He gave her an impatient glance.
Since he wasn’t shivering, she wouldn’t either, but it was stupid to stand outside when she could do her job just as well from a warm location that served hot beverages. “Unless you need me here, I see no reason to delay getting started on my end. Let’s see what we have here.”
Blowing up a bank would only stop business at the branch. Banks always had secondary backup sites away from the branch itself. However, an attack of this magnitude would certainly create a problem for several hours, if not several days. Enough time to disrupt business, cause panic and loss of funds. The point of a this puzzle was to find out who stood to benefit most from the disruption.
“Blowing up a building would be the extreme end of a cyber attack, but criminals have been known to kill a fly with TNT,” she observed, wishing she’d thought to bring a thick scarf. Not that she’d had time to do anything more than follow him when he snapped his fingers. “We’ll see. If nothing else, I’ll cross it off the list and work my way down.” Honey curled her fingers inside her pockets for warmth. She jerked her chin to indicate the smoldering hole.

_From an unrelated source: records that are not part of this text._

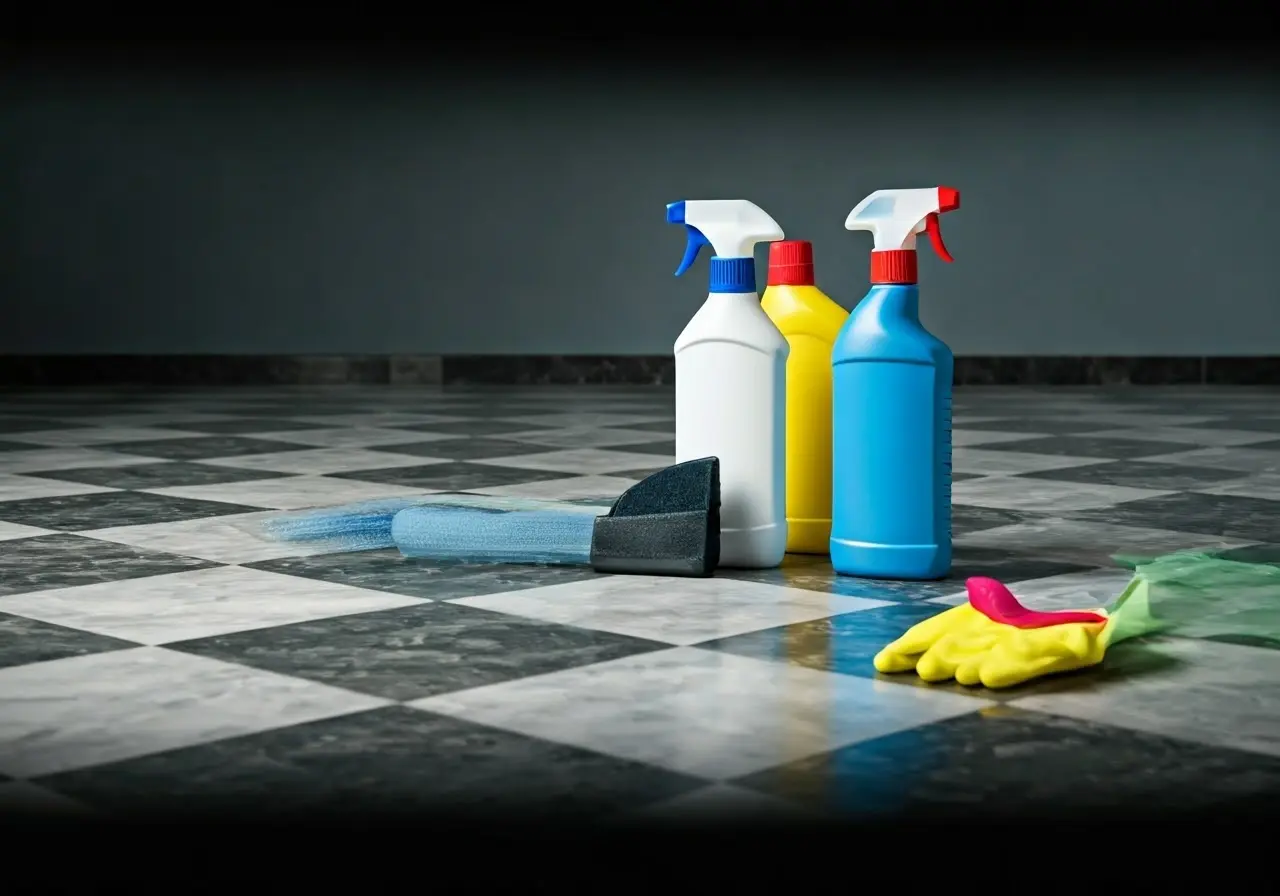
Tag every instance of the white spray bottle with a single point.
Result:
(731, 368)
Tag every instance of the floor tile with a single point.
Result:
(62, 561)
(112, 508)
(673, 611)
(1202, 691)
(1018, 493)
(581, 461)
(420, 650)
(86, 711)
(24, 641)
(704, 713)
(1018, 762)
(227, 539)
(1139, 474)
(288, 493)
(1229, 516)
(453, 476)
(28, 487)
(391, 759)
(200, 603)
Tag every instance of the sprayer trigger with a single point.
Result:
(696, 240)
(935, 229)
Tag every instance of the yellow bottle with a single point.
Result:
(810, 321)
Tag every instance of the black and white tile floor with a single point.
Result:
(154, 656)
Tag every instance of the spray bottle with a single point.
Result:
(891, 384)
(731, 366)
(810, 323)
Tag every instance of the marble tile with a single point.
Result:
(393, 759)
(1018, 493)
(704, 713)
(199, 603)
(1257, 458)
(1013, 762)
(228, 539)
(420, 650)
(24, 641)
(1202, 691)
(603, 488)
(86, 711)
(24, 488)
(320, 461)
(673, 611)
(64, 458)
(152, 475)
(1229, 516)
(581, 461)
(452, 476)
(1005, 462)
(1088, 542)
(1191, 435)
(200, 448)
(1141, 474)
(289, 493)
(112, 508)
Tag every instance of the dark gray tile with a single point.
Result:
(1068, 446)
(1228, 516)
(24, 640)
(456, 476)
(1139, 475)
(465, 449)
(478, 426)
(255, 424)
(1018, 762)
(81, 512)
(155, 475)
(202, 448)
(392, 571)
(45, 562)
(417, 652)
(391, 759)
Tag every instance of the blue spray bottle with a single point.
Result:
(891, 400)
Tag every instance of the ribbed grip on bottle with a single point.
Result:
(895, 265)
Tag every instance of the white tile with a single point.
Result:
(702, 712)
(200, 603)
(12, 530)
(1000, 462)
(675, 611)
(1088, 542)
(583, 461)
(1264, 485)
(21, 488)
(353, 437)
(606, 488)
(321, 461)
(1220, 438)
(86, 711)
(1077, 590)
(291, 493)
(1203, 691)
(225, 539)
(1043, 496)
(1239, 460)
(40, 460)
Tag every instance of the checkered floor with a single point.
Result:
(154, 656)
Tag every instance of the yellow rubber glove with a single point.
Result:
(964, 644)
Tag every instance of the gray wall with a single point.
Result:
(343, 215)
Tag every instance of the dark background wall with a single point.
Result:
(469, 210)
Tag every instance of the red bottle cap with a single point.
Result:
(791, 263)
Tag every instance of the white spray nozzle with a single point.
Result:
(730, 227)
(895, 216)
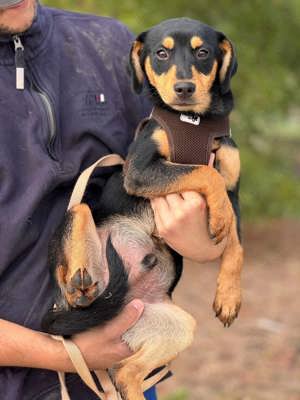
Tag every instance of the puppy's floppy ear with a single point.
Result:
(135, 67)
(229, 63)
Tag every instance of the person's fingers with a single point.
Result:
(128, 317)
(194, 199)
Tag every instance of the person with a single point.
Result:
(65, 101)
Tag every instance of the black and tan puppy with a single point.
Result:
(107, 253)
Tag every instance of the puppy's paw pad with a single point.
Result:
(227, 308)
(80, 290)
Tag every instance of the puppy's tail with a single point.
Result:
(107, 306)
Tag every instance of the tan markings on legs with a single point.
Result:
(207, 181)
(196, 41)
(229, 165)
(228, 296)
(161, 139)
(163, 331)
(168, 43)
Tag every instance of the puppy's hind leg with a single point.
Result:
(163, 331)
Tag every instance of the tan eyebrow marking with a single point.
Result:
(196, 41)
(168, 43)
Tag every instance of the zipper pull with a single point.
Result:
(20, 63)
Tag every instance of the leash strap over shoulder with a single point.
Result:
(78, 192)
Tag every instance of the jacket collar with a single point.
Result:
(34, 39)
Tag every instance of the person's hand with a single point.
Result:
(181, 220)
(102, 347)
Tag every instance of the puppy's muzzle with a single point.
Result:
(184, 90)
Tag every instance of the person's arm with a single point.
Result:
(23, 347)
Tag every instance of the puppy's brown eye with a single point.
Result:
(202, 53)
(162, 54)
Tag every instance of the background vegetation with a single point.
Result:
(267, 115)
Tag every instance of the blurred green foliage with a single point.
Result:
(266, 120)
(180, 394)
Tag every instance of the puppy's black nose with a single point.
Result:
(184, 90)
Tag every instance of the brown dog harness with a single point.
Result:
(190, 138)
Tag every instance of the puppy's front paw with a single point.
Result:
(227, 303)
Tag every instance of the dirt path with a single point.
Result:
(258, 358)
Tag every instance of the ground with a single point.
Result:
(258, 357)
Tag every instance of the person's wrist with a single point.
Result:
(58, 357)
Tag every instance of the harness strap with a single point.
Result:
(190, 138)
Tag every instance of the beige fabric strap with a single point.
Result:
(80, 186)
(110, 392)
(153, 380)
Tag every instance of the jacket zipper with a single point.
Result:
(40, 94)
(20, 63)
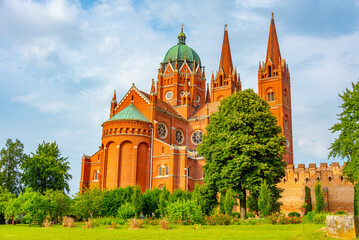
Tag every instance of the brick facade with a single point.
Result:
(150, 139)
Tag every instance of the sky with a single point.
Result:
(61, 60)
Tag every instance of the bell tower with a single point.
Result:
(274, 87)
(226, 80)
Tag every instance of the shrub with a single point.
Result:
(308, 207)
(319, 198)
(68, 222)
(219, 219)
(126, 211)
(184, 211)
(135, 223)
(340, 213)
(164, 224)
(293, 214)
(88, 224)
(280, 218)
(265, 199)
(46, 223)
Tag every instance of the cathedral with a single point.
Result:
(150, 139)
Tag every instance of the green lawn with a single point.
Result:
(252, 232)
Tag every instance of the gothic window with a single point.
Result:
(179, 136)
(197, 137)
(162, 130)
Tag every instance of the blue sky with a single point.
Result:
(60, 61)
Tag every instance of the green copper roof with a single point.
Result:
(130, 113)
(181, 51)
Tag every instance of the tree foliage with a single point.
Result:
(346, 145)
(308, 207)
(11, 158)
(265, 199)
(319, 198)
(243, 145)
(46, 169)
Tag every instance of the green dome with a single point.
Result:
(181, 51)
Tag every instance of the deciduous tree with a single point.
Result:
(11, 158)
(243, 146)
(46, 169)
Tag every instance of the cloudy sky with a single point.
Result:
(60, 61)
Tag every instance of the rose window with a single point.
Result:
(162, 130)
(197, 137)
(179, 136)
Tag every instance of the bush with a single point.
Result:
(317, 218)
(219, 219)
(187, 212)
(164, 224)
(280, 218)
(308, 207)
(126, 211)
(340, 213)
(68, 222)
(319, 198)
(135, 223)
(293, 214)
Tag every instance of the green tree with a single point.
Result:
(356, 200)
(59, 204)
(137, 201)
(265, 199)
(229, 201)
(319, 197)
(88, 204)
(346, 145)
(205, 197)
(243, 145)
(46, 169)
(11, 158)
(308, 207)
(163, 200)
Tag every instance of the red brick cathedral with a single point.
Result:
(150, 139)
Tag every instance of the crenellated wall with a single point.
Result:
(338, 193)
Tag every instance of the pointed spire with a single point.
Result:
(226, 58)
(273, 51)
(153, 88)
(208, 97)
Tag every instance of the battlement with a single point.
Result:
(312, 172)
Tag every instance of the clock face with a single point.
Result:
(169, 95)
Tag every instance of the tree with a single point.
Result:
(88, 204)
(59, 204)
(46, 169)
(308, 207)
(11, 159)
(346, 145)
(319, 198)
(243, 146)
(229, 201)
(265, 199)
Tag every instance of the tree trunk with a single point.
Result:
(243, 205)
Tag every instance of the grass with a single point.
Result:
(252, 232)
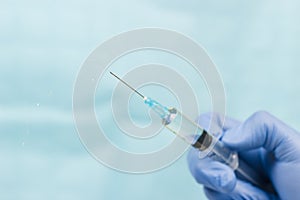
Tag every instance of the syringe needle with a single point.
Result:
(127, 85)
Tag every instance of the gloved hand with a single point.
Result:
(266, 144)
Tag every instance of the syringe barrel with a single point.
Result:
(209, 145)
(199, 138)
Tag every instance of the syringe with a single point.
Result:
(200, 139)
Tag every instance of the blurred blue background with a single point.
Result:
(255, 45)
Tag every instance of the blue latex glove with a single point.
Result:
(266, 144)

“Could be the work of a disgruntled employee,” she added, desperate to keep her teeth from chattering. “Not difficult to follow the trail of breadcrumbs since we have all the bank’s access codes. If a pissed-off employee is the perp, I’ll have this tied up by dinner.”
“
We
. I enjoy your confidence, Winston, but things are rarely that simple.” Navarro rubbed grit from his fingers. “The bank wasn’t taken down by a stick of dynamite. Your disgruntled employee had to have contacts and a great deal of money and resources to pull this off.”

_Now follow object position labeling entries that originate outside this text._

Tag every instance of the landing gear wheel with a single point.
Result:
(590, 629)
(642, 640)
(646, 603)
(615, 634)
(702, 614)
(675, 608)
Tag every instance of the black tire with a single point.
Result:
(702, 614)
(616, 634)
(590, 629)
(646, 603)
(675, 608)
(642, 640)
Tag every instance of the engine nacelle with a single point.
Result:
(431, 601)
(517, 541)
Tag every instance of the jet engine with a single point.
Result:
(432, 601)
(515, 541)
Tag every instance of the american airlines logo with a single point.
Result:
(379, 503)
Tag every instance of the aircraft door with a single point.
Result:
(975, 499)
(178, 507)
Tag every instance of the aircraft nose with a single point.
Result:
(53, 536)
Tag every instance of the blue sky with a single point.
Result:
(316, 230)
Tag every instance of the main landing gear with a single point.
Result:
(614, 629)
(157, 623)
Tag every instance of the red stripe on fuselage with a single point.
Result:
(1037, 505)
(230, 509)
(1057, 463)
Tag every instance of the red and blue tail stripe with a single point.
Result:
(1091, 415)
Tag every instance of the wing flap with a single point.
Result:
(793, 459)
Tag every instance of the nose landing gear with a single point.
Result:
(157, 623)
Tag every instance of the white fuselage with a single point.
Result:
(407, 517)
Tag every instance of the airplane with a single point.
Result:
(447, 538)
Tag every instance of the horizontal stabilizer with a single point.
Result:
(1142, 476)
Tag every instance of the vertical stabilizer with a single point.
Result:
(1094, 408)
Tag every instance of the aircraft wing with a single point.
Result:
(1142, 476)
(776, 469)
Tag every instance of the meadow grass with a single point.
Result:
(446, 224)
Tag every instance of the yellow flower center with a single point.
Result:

Taken aback, Honey tilted her head. His was a valid view, but she had to find out either way. With a quick mental health check, she realized her ire was up because he’d questioned her. She was as good at her thing as he was at his.
“I’ll know more once I get online,” Honey informed him crisply. “Are you good with divide and conquer?” Counterproductive to have them doing the same thing when there was no need. He was officially lead on the op. She’d play by his rules until he gave her reason not to.
“Sure. Save us some time.”
She liked rules, abided by rules,
lived
by the rules, but for some reason, having Navarro as her boss chafed her.
She had a mantra, which worked well.
Focus. Breathe. Do your job.
She. Would. Not. Let. Him. Get. Under. Her. Skin.
Part of her irritation was that she was unprepared for her role here. She’d been briefed, but briefing was rarely enough. She liked to have all her resources lined up before she went on an op. As a Digital Forensic Examiner, specializing in cyber terrorism, she was rarely required to fly off at the drop of a hat. She usually worked from her lab at T-FLAC HQ in Montana, or, preferably, from home where she had as many, if not more, tech toys. But she’d had to hit the ground running this time.
She walked away without bothering to wait for a “Go ahead” or a “Goodbye.” It was obvious she was leaving. As she picked her way through chunks of building and shards of glass, Honey tried to figure out what it was about Navarro that made her back teeth hurt.
FOUR
W
ithout further comment, Winston turned and navigated through the rubble, headed to the street. Her blond hair whipped around the shoulders of her down coat. The woman was unreal.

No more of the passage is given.